The 9/11 Commission recommendations on border and aviation security eerily predicted an attempt such as that made Christmas Day by Umar Farouk Abdulmutallab. One of the key phrases from the commission’s report is that “for terrorists, travel documents are as important as weapons.” This plot has made clear to the world that while travel documents such as visas are as important as weapons to terrorists, air travel itself is also an essential component of the weapon.

The 9/11 Final Report and our staff monograph, “9/11 and Terrorist Travel,” hit all the important points - watch lists, visa adjudication and pre-boarding vetting. The commission provided specific recommendations, and those implemented are a tremendous improvement over the pre-Sept. 11 border and aviation screening processes. However, gaps remain where recommendations have not been implemented, and the terrorists have been paying attention. The 9/11 Commission, formally known as the National Commission on Terrorist Attacks Upon the United States, could have predicted the Christmas Day plot with these recommendations, not implemented to date:

c “The aviation screening function … should utilize the larger set of watchlists maintained by the federal government” (broader than the “no-fly” and “automatic selectee” lists).

The Transportation Security Administration and Congress “must give priority attention to improving the ability of screening checkpoints to detect explosives on passengers. As a start, each individual selected for special screening should be screened for explosives.”

c Because officials at the borders encounter travelers and their documents first … they must work closely with intelligence officials.”

c “The job of protection is shared among many defined border checkpoints. By taking advantage of them all, we need not depend on any one point in the system to do the whole job. The challenge is to see the common problem across agencies and functions and develop a conceptual framework - an architecture - for an effective screening system.”

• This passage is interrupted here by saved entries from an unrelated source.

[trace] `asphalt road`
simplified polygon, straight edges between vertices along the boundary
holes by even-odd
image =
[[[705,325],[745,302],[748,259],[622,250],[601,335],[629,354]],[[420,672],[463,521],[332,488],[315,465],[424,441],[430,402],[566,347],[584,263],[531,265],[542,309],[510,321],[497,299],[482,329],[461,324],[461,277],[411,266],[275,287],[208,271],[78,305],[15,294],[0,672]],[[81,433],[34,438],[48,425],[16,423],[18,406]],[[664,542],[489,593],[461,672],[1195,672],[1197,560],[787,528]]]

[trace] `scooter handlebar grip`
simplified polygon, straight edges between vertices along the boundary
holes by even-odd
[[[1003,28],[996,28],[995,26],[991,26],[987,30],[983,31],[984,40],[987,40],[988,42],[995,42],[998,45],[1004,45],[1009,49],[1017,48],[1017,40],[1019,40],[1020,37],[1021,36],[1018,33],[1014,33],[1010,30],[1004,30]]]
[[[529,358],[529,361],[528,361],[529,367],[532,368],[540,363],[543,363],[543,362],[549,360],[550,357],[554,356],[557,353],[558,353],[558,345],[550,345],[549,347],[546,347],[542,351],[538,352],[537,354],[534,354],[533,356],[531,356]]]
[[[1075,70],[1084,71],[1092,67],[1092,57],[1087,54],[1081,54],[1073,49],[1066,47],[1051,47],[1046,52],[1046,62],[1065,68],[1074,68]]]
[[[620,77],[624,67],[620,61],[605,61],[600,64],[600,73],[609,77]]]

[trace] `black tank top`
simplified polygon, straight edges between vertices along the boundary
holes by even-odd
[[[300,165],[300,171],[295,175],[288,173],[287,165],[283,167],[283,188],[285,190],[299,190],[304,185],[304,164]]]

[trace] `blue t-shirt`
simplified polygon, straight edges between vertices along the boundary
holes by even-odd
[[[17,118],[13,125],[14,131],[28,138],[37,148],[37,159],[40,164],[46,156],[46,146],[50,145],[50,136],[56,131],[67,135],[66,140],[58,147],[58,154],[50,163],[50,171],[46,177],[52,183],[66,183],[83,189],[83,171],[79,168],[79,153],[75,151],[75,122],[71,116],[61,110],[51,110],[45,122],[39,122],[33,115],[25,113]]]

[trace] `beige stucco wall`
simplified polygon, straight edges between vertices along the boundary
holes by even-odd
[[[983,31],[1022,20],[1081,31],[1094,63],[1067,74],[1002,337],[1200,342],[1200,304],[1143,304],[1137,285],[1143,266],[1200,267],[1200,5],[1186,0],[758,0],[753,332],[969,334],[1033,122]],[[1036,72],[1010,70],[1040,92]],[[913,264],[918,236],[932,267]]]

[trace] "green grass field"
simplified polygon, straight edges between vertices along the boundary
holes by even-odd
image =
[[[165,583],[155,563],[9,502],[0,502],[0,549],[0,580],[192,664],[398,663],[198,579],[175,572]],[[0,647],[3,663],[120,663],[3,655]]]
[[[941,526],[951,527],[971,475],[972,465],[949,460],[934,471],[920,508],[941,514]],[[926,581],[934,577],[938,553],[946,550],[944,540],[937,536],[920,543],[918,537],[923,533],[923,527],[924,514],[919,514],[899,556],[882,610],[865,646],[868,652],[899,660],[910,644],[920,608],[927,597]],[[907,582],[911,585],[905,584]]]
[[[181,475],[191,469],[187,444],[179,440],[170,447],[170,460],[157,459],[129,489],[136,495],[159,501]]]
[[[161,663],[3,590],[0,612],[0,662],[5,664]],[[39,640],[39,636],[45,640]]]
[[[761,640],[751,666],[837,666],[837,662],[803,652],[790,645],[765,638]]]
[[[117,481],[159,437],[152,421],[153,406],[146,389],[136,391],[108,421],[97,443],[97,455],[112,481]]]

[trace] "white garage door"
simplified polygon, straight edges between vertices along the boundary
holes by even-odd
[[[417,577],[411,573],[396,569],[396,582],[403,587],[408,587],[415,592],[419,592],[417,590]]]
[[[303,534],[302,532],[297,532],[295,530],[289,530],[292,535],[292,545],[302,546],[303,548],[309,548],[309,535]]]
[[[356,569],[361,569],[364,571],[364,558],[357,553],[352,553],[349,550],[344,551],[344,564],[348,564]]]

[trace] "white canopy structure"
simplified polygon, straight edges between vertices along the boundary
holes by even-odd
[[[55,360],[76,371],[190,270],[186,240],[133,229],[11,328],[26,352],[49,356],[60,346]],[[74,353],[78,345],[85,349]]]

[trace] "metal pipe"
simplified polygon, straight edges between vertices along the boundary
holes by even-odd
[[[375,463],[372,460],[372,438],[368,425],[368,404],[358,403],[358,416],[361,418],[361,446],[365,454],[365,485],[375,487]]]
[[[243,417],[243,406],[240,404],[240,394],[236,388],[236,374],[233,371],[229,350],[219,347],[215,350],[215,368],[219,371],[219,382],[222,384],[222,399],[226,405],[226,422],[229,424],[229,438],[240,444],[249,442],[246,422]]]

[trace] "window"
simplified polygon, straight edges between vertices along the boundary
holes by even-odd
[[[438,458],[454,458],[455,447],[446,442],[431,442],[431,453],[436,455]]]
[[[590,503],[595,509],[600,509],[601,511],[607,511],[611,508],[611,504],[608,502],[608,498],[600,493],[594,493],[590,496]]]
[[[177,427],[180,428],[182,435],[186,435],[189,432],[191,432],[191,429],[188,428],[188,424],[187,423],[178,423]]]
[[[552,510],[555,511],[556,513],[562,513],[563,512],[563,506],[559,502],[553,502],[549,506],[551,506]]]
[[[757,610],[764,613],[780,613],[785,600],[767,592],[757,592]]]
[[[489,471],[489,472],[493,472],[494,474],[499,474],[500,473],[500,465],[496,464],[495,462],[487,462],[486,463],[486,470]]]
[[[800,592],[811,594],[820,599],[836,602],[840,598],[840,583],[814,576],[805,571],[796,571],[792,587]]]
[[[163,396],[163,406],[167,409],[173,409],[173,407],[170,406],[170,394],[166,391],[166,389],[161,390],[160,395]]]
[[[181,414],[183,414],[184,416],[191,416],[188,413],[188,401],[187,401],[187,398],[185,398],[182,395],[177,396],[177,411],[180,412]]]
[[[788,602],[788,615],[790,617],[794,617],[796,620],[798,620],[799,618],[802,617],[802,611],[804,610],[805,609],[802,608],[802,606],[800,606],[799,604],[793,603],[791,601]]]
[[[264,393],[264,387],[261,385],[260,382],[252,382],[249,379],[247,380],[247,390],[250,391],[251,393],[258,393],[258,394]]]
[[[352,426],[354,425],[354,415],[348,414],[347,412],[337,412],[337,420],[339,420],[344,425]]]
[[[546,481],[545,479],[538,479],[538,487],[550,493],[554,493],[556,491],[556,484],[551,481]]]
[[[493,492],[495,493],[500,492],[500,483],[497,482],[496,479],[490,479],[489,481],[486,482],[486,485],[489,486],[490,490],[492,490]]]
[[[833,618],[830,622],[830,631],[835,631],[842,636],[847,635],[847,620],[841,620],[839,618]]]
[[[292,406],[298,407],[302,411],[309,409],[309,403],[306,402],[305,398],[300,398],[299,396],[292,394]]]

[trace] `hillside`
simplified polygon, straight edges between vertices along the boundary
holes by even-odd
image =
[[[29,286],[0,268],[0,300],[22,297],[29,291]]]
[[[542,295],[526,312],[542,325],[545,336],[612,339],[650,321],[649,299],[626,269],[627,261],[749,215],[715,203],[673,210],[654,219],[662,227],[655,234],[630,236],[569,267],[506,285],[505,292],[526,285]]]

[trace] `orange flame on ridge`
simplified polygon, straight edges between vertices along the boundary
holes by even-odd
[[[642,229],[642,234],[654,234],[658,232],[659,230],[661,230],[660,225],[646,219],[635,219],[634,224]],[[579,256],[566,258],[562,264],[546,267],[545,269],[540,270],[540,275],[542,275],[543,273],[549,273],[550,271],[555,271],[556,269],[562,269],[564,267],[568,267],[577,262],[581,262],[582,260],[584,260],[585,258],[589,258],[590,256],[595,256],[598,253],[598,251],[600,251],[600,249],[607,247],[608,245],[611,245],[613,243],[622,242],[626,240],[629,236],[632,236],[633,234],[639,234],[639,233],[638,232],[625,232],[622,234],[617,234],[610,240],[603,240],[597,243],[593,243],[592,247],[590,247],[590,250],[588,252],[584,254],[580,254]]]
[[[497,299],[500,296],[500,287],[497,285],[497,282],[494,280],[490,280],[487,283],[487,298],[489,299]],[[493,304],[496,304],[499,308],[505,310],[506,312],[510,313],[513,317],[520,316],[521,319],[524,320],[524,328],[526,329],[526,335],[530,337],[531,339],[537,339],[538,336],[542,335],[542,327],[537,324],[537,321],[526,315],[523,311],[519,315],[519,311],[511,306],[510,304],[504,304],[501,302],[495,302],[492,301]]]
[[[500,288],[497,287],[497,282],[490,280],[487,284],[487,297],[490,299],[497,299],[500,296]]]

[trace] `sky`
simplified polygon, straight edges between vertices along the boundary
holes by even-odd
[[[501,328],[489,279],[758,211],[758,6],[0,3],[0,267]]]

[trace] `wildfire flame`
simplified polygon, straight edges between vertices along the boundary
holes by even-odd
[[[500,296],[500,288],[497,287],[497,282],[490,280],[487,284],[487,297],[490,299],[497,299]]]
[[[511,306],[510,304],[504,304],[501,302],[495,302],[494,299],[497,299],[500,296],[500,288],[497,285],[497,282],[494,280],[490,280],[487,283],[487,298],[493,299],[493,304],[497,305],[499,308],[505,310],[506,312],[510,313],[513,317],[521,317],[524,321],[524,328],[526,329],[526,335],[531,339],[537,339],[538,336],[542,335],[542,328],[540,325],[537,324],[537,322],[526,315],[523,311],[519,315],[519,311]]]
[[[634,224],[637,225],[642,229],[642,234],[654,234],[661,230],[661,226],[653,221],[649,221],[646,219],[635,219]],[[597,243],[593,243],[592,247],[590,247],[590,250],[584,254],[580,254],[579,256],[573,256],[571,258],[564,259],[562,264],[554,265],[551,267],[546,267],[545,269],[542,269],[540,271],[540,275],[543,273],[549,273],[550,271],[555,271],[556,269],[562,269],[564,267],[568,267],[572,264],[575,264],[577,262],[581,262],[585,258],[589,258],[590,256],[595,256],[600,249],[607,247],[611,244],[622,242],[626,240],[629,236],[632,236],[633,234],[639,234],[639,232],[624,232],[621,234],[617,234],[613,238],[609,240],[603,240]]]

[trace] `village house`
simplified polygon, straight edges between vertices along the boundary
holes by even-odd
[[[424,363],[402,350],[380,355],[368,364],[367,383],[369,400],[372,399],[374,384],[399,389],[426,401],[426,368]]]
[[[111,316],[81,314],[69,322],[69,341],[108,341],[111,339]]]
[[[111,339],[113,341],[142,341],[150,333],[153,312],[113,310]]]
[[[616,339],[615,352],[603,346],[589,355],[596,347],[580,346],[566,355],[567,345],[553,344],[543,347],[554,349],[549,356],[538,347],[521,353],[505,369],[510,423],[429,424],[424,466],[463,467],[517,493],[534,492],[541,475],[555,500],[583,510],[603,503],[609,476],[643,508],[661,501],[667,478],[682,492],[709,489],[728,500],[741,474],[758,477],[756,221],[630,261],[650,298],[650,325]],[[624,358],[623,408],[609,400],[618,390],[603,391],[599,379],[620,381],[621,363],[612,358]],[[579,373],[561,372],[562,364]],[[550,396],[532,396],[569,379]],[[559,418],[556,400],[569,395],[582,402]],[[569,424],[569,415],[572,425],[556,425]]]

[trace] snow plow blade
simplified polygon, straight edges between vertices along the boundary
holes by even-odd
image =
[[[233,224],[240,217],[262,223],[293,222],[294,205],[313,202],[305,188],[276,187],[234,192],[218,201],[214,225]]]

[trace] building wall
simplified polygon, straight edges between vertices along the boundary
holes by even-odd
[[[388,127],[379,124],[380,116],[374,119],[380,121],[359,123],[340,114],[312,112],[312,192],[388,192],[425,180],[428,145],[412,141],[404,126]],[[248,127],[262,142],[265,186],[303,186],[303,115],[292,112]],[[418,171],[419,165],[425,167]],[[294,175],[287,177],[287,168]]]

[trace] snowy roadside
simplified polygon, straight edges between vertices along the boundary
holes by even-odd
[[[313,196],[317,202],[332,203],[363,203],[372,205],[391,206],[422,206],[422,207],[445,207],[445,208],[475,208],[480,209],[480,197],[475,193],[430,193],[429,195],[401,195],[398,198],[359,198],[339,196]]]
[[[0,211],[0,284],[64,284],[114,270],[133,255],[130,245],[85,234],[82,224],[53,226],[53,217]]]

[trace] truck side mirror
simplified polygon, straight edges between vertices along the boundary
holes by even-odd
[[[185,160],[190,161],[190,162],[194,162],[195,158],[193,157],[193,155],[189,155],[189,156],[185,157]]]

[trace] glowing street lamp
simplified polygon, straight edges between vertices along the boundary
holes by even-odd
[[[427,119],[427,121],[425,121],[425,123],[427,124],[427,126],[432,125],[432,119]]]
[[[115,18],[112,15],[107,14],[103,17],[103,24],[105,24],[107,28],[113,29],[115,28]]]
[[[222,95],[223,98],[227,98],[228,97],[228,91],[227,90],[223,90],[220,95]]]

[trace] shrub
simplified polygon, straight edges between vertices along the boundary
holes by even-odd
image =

President Obama has stated more than once that the gaps were huge - both an inaccurate statement as well as an unfortunate message to send around the world, as it indicates that the United States is tremendously weak on security. What is accurate is that because of the nature of the plot, the ramifications of these gaps were huge, but not the gaps themselves. It is these small gaps as described in the commission recommendations that add up to a huge failure. Filling these gaps will never assure 100 percent against another successful terrorist attack, but it will edge aviation security closer to that assurance.

President Obama marked the Detroit incident as primarily an intelligence failure, and the American media continue to focus on the intelligence failures. Blaming the U.S. Intelligence Community - something the Obama administration has done more than once - is a convenient hook on which to hang these failures, but curing only those failures will not provide the efficiency and security the government needs to protect against terrorists using our airports and airlines.

To be clear, the role of intelligence in preventing terrorist plots is essential, but when teamed with border and aviation security, its relevancy occurs only when: (1) The intelligence community has analyzed information, (2) aviation and border systems have sufficient access to the intelligence in real time and (3) the decision authority within these systems is sufficient to stop the traveler. If any of these circumstances is lacking, the risk of terrorist success is high.

In Mr. Abdulmutallab’s case, intelligence existed, but there was a gap in aviation and border systems obtaining that information in a timely manner. The intelligence itself also was not sufficiently analyzed or shared across agencies, highlighting issues with inadequate risk-assessment software tools and failures to integrate the border and aviation systems sufficiently with intelligence. Yet it was of little consequence that the intelligence was as solid or strong as it was if it could not reach the right people at the right time with the authority to make the right decisions. That required an aviation and border architecture in place to support the flow of information, and policy structures that put security first, especially in the area of visa issuance and revocation.

With five years behind us since the 9/11 Final Report was published and many of its recommendations made law and implemented, it is up to President Obama to continue implementation to fill in the gaps exploited by al Qaeda. Until now, he has not. He has received his wake-up call. Let’s hope this time, his rhetoric matches the lessons already learned from the Sept. 11 attacks and other acts of terror. We may not have a second chance.

Janice L. Kephart is a former border counsel for the 9/11 Commission and director of national security policy at the Center for Immigration Studies.